Investment banking is a team sport: IBI’s Leadership Day
By Brian Guo, Two-Year MBA ’19
Investment Banking Immersion
Approximately 50 Johnson students clustered into small groups, exchanging winter break stories about travel and recruiting. Congratulations were in order, as this was the first time many classmates were seeing each other since receiving offers during Johnson’s Superday Week. With our exhilarating/stressful first semester over, it was finally time for us to settle in because the real fun and hard work was about to begin.
Our kickoff to the Investment Banking Immersion was underway. There were no handouts or laptops, and people were dressed in sweats not suits. Instead of a classroom, Drew Pascarella, lecturer of finance, organized us in a gymnasium, and instead of 10-ks, we were running through a series of teambuilding exercises for our “Leadership Day.” Our Cornell Outdoor Education facilitators were with us all day. Having worked with them before, I knew we would have an entertaining and engaging day.
First, we broke into teams of five and headed to the revamped Lindseth Climbing Center, where variously priced “revenue contracts” were scattered across the climbing wall. Teams had several minutes to both set revenue goals and devise a strategy, given constraints around time and resources (only one belayer). For 30 minutes, the rockwall was dotted with students scurrying up and down, and the gym was roaring with teammates shouting directions and encouragements. With 90 percent of the students having never climbed before, it was a great way to push people out of their comfort zones first thing on a Sunday morning.
We shifted back to Newman Arena for our next activity. As a 25-person group, we were tasked with using halved cylindrical pipes to transfer a golf ball through a series of obstacles. After two minutes of planning, we were immediately thrown into the fire. Twenty minutes of chaos ensued and the team limped to the finish line, given our lack of organization.
Our final activity was the “calculator game,” where two teams had to simultaneously press scrambled numbers, scattered all over the gymnasium floor, in sequential order. We had several opportunities to improve our times, allowing us to make adjustments and drastically change our approach. Our team was not afraid to embrace risk because we made major adjustments to our last run, instead of taking the conservative approach, merely optimizing on the fringes and pushing the pace. Our communication skills were tested and creativity pushed, and ultimately, the result was a more than 40 percent reduction from our original time.
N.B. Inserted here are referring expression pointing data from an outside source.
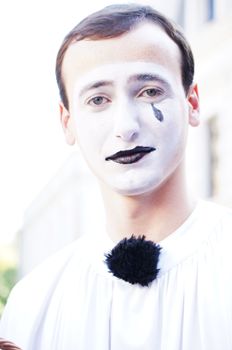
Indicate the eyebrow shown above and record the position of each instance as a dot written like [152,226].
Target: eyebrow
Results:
[95,85]
[144,77]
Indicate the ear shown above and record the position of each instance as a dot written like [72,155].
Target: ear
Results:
[67,124]
[193,105]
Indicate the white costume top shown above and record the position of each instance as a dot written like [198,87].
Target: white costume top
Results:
[72,302]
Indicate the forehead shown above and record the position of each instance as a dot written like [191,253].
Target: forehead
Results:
[146,45]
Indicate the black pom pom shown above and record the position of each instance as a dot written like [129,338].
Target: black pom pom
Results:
[134,260]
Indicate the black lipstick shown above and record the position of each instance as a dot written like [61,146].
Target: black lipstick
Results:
[130,156]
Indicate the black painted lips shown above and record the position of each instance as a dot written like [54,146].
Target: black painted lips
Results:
[130,156]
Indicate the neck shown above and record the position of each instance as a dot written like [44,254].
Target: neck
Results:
[155,215]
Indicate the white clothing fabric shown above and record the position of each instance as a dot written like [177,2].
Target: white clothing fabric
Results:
[72,302]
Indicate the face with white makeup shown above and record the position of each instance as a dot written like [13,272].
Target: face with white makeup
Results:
[128,110]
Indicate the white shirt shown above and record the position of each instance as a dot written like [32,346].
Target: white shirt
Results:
[72,302]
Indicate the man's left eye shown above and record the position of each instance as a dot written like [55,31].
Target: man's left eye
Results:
[151,92]
[97,101]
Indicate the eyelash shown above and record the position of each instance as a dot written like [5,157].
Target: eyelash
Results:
[158,92]
[91,101]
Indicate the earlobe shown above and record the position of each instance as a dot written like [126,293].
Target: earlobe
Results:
[67,126]
[194,107]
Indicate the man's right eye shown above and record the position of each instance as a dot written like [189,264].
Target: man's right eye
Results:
[98,101]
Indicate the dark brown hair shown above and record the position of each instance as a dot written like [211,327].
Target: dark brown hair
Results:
[115,20]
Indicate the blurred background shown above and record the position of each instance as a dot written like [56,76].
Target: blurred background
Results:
[47,196]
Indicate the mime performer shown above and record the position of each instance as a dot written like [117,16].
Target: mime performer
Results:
[160,275]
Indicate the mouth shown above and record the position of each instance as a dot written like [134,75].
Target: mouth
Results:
[130,156]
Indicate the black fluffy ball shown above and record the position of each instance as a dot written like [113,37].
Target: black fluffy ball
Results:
[134,260]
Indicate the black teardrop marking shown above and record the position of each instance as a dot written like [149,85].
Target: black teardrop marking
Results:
[134,260]
[157,113]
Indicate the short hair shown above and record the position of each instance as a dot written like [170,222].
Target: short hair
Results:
[115,20]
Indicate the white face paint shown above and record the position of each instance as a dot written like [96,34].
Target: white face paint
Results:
[111,86]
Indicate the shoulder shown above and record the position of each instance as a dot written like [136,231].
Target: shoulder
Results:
[31,294]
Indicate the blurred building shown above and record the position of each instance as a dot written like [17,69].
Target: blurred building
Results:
[70,204]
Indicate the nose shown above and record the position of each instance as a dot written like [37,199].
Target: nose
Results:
[126,123]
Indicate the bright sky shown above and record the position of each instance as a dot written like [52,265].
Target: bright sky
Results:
[32,147]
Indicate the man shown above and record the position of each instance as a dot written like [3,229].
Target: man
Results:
[160,276]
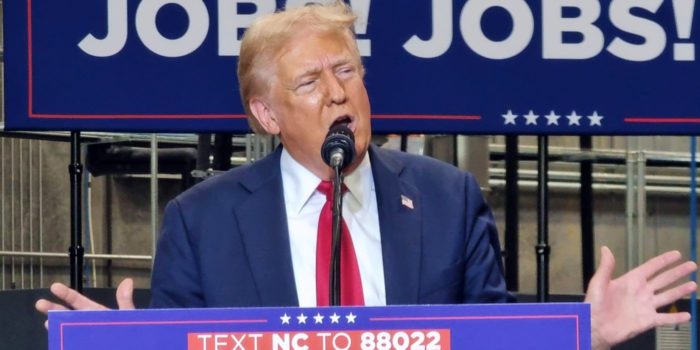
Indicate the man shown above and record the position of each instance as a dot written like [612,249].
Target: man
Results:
[420,229]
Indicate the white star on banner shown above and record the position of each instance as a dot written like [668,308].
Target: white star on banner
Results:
[509,118]
[574,118]
[531,118]
[552,118]
[595,119]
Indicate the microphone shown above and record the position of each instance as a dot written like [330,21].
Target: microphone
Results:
[338,149]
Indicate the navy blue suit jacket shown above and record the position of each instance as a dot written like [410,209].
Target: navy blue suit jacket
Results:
[225,243]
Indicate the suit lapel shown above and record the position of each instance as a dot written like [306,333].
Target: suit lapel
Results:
[400,227]
[263,227]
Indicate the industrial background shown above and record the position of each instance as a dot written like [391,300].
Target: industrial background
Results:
[640,198]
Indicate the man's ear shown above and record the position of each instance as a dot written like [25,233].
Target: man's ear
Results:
[264,115]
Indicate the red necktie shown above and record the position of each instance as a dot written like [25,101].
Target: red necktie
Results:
[350,282]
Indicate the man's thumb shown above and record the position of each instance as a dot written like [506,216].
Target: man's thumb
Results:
[125,294]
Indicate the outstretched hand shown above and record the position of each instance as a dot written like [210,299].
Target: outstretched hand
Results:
[627,306]
[76,301]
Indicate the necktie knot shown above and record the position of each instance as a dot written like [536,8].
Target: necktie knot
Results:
[326,188]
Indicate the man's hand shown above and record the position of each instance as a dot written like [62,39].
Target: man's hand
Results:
[625,307]
[76,301]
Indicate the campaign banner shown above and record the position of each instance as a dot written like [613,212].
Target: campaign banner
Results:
[438,327]
[434,66]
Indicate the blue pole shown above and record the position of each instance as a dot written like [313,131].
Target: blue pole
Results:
[693,241]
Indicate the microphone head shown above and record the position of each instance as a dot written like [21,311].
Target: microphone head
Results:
[339,138]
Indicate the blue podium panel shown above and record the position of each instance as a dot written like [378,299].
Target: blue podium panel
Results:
[444,327]
[462,66]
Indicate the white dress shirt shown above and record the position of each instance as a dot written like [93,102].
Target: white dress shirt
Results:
[303,205]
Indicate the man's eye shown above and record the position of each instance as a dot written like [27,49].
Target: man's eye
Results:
[306,84]
[347,71]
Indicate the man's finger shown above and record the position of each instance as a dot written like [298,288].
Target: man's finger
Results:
[673,294]
[74,299]
[666,278]
[125,294]
[657,263]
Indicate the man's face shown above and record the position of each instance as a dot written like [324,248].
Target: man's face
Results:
[317,82]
Even with the NFL’s conference championships on TV, Johnson’s IBI cohort was physically and mentally present. Days like that continue to solidify the strong bonds we’ve made with one another during the countless hours recruiting together. The drives to and from New York City, interview prep sessions, and late-night email drafting (over pizza), will forever connect us as friends.
After each activity we debriefed as a team with our facilitators. What worked, what didn’t, and what could be improved. These moments of self-reflection are important for team norming and overall self-improvement. Although we won’t be climbing in the office, we will definitely encounter stressful scenarios, bound by time constraints, where the chance for miscommunication will be high – tempers will flare and teammates will be frustrated. However, throughout my (many…) informational interviews, there was one consistently important theme and that was “cultural fit.” Everyone says that Investment Banking is a team sport. Can you be a phenomenal teammate after 15+ hours in the office? At Johnson, we emphasize team. We prepare as a team, we recruit as a team, and we succeed as a team. It is one of the keys to our success, and a major reason why this year we are sending our largest class to Wall Street in school history.